The Science is Clear

"Imagine a Giant Asteroid on a collision course with Earth. That is the equivalent of what we face now, yet we dither." - Dr James Hansen, TED Talks February 2012

As a follow up to yesterdays post and once again to encourage you all to get your electronic selfs over to TED, Dr James Hansen, renowned Nasa Planetary Climate Scientist and now Earth Climate Change expert (in my humble opinion) delivered a very sobering talk in February, posted in March on TED's website.

Abstract - "In 1981, we published an article in Science magazine concluding that observed warming of 0.4 degrees Celsius in the prior century was consistent with the greenhouse effect of increasing CO2. That Earth would likely warm in the 1980's, and warming would exceed the noise level of random weather by the end of the century. We also said that the 21st century would see shifting climate zones, creation of drought-prone regions in North America and Asia, erosion of ice sheets, rising sea levels and opening of the fabled Northwest Passage.

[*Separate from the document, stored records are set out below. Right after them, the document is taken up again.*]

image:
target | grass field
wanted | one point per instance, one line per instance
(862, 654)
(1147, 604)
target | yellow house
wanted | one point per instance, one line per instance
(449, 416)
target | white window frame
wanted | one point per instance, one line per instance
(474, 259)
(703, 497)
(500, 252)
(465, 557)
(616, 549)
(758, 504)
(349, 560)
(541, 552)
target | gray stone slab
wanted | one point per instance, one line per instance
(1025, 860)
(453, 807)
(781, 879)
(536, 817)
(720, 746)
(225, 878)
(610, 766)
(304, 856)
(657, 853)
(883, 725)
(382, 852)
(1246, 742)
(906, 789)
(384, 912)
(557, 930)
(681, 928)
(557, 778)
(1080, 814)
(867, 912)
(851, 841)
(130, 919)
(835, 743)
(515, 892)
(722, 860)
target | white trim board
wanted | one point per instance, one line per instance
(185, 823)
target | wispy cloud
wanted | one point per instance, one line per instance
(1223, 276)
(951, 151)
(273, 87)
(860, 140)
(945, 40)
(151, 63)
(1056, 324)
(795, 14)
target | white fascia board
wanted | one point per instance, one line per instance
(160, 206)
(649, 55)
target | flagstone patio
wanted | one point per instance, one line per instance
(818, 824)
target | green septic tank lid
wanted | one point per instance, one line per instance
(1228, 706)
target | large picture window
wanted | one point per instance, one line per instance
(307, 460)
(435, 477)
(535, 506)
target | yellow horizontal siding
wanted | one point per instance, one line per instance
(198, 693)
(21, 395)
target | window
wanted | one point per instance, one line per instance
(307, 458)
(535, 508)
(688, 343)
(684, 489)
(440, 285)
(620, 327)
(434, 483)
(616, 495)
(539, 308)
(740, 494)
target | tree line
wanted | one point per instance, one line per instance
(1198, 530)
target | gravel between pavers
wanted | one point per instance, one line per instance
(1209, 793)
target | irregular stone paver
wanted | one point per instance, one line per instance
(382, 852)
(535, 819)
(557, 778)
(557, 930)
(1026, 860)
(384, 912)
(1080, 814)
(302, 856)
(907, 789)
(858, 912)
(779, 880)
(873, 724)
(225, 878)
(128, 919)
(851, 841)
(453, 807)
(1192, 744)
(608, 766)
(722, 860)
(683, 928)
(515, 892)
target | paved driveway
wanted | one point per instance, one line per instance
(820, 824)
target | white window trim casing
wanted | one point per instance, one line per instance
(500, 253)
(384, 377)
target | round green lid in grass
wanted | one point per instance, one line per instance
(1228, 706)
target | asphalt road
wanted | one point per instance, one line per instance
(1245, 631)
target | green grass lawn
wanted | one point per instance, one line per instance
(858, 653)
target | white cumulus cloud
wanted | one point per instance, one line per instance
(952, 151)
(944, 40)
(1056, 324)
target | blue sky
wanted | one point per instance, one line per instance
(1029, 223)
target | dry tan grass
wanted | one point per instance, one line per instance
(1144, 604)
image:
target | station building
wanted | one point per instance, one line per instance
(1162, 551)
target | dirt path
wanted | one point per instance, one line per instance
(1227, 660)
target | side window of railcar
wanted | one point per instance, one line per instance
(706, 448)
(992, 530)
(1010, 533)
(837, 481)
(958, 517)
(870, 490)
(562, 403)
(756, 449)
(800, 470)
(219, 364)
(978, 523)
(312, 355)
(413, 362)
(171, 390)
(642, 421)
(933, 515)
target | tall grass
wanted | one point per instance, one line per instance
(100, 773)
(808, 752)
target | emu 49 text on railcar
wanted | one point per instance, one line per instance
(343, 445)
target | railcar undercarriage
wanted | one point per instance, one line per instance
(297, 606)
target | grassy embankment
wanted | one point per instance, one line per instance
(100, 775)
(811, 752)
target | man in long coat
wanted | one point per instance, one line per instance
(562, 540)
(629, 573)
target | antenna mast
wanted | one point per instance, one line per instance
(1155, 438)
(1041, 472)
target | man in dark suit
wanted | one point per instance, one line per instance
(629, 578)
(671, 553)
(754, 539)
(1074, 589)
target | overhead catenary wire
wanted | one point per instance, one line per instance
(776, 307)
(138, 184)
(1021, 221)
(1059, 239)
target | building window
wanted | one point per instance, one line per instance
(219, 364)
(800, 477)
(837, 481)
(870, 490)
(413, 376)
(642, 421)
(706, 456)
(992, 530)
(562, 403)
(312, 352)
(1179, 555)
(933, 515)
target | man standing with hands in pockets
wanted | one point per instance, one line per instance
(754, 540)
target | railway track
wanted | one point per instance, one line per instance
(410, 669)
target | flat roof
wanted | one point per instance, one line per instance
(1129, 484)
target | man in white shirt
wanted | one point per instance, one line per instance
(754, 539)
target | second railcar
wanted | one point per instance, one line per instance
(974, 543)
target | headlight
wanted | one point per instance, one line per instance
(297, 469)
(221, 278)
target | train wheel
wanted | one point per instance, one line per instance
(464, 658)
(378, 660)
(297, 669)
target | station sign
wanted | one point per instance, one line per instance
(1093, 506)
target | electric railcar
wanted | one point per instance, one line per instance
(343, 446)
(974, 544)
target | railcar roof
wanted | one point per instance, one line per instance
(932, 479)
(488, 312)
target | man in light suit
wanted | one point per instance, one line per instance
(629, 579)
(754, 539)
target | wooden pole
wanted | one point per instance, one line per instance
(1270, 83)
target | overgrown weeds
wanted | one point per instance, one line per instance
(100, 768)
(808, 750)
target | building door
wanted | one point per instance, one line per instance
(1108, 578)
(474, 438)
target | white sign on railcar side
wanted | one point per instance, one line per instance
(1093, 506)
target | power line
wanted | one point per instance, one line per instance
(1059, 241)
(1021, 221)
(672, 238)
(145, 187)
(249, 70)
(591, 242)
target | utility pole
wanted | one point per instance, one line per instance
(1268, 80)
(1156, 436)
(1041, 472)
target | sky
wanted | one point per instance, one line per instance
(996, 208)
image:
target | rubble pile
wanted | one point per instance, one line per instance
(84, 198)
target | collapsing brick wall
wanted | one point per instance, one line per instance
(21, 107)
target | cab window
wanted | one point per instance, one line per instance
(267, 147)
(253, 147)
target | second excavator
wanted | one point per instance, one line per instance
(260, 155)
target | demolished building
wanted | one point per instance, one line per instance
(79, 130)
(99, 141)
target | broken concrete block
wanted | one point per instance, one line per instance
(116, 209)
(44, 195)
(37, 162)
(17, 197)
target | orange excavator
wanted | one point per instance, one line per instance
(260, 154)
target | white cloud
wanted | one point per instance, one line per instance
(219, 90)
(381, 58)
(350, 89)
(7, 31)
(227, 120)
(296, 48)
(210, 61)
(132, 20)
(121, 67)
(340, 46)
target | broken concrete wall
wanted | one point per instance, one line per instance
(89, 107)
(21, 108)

All of these impacts have since either happened or are now well under way.

That paper was reported on the front page of the New York Times and led to me testifying to Congress in the 1980's, testimony in which I emphasized that global warming increases both extremes of the Earth's water cycle. Heatwaves and droughts on one hand, directly from the warming, but also, because a warmer atmosphere holds more water vapor with its latent energy, rainfall will become in more extreme events. There will be stronger storms and greater flooding. Global warming hoopla became time-consuming and distracted me from doing science -- partly because I had complained that the White House altered my testimony. So I decided to go back to strictly doing science and leave the communication to others.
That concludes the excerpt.